I do give credit to Trudi for sitting through it, though. It's certainly not an easy one to watch, though it's quite rewarding. On this viewing, I revisited my amazement at some of Kurosawa's brilliant touches: a bleached white spirit weirdly running through the forest; a mass of birds flying into a castle room after escaping from the trees; and, of course, the famous final scene in which Toshiro Mifune's weak, ambitious Washizu/Macbeth gets perforated with a multitude of arrows.

It still works. And it's still the best onscreen adaptation, in my opinion, of Macbeth. Somehow, Kurosawa understood the pessimistic, misanthropic nature of the play, and was able to translate it brilliantly to the screen in another context.
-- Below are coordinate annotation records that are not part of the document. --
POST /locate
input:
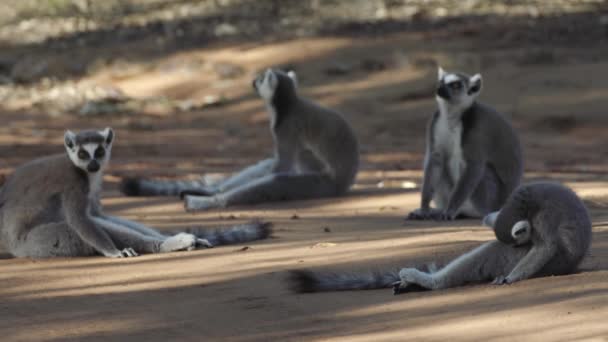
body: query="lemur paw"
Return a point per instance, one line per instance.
(401, 286)
(179, 242)
(422, 214)
(501, 280)
(446, 216)
(198, 203)
(203, 243)
(198, 192)
(127, 253)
But don't worry, Trudi--that's enough Shakespeare for now. I'll make sure my queue in Netflix has something that's easier to digest up next, like Julie Taymor's adaptation of Titus Andronicus.

Just kidding, Trudi.

October 23, 2009

Uh, Oh: 'Throne of Blood' Is Up Next

There are two parts to watching Akira Kurosawa's 1957 masterpiece Throne of Blood. Part one, the easy part, is merely playing the DVD. Part two, the hard part, is convincing Trudi to watch it with me.

Ah...there's the rub.

I know, I know--wrong play. TOB, of course, is based on Macbeth, and it's probably the definitive screen adaptation, despite the fact that it's not a literal translation. Still, it's a movie with quite a bit of violence (especially toward the end), and because Trudi is not enamored of films with battle scenes, this will be a hard sell. I'll probably have to tell her it's not your ordinary chambara film, and there's little in the way of war action (unlike Kurosawa's King Lear adaptation, Ran). In truth, TOB is wonderfully eerie, pessimistic and evocative film, complete with weird mist and freaky ghosts, along with some extraordinary set pieces...such as the famously gruesome ending. And Trudi has good taste in movies, which tells me that she would like this one.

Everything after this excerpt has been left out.